The first half was brilliant -- four stars easy; the last half a little less so. I think Mike White has evolved though. He took similar themes (obsession and mental illness/breakdown) and made them work real well in his new HBO show with Laura Dern.
The first half was poignant and bittersweet; the latter half lost my allegiance when it allowed stereotypes to drive the story and resolved it without any sort of revelation or evolution for Peggy. However, Molly Shannon is wonderful as Peggy, transcending her SNL persona to bring something more nuanced to the screen.
I've said it before and I'll say it again: I feel like Mike White and I are kindred spirits.
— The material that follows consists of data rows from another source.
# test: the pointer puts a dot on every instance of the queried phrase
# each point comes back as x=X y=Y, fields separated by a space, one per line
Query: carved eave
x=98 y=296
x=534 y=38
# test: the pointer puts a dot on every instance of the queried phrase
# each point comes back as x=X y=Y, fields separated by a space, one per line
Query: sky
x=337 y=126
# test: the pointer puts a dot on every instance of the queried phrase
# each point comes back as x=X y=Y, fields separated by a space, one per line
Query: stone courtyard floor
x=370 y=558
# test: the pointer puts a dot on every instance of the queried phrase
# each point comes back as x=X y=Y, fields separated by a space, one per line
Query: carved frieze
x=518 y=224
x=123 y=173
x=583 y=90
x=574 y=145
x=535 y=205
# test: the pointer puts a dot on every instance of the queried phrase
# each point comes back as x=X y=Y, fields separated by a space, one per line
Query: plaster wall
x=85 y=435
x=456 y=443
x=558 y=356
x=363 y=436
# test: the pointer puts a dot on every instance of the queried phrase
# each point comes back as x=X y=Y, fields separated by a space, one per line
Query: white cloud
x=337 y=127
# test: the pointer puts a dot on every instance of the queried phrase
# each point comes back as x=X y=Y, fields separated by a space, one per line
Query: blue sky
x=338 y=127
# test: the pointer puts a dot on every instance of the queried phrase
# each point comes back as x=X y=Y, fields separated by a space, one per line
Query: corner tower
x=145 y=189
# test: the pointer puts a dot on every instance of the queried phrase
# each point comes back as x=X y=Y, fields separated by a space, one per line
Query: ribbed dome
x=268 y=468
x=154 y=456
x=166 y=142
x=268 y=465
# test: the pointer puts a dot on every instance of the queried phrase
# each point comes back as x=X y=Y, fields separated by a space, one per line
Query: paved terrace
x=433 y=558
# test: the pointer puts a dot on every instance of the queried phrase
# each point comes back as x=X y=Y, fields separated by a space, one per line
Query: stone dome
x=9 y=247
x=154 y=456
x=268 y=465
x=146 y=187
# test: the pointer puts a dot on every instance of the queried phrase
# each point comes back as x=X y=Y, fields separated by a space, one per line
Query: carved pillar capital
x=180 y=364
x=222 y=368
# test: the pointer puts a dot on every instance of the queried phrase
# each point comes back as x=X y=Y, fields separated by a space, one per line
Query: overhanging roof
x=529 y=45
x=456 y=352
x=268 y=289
I love how he's not afraid of the sentimental, of exploring the inevitable ache that eventually accompanies all that sweetness.
His works are lonely and anxious and full of love and care and an earnestness that's simultaneously the most uncomfortable thing in the world and the most desirable. I don't know.
I think it was about how some times people try so hard to do good in this world they end up neglecting/destroying themselves in the process. It's about finding a happy medium, being selfless and helping others but at the same time allowing yourself to be happy. It's an easy concept to relate to wanting to do more good than one person is capable of but you have to do what you can and what makes you happy.
What was billed as a light, quirky comedy á la Juno was actually a depressing, disturbing look at mental illness and obsession. It’s still a very good, very well-written movie, but I wasn’t quite prepared for that. Molly Shannon is absolutely brilliant in a cast full of glib performances. She’s the best part of the movie. Also, the dog dies. It’s a very cute and lovable dog. I cried.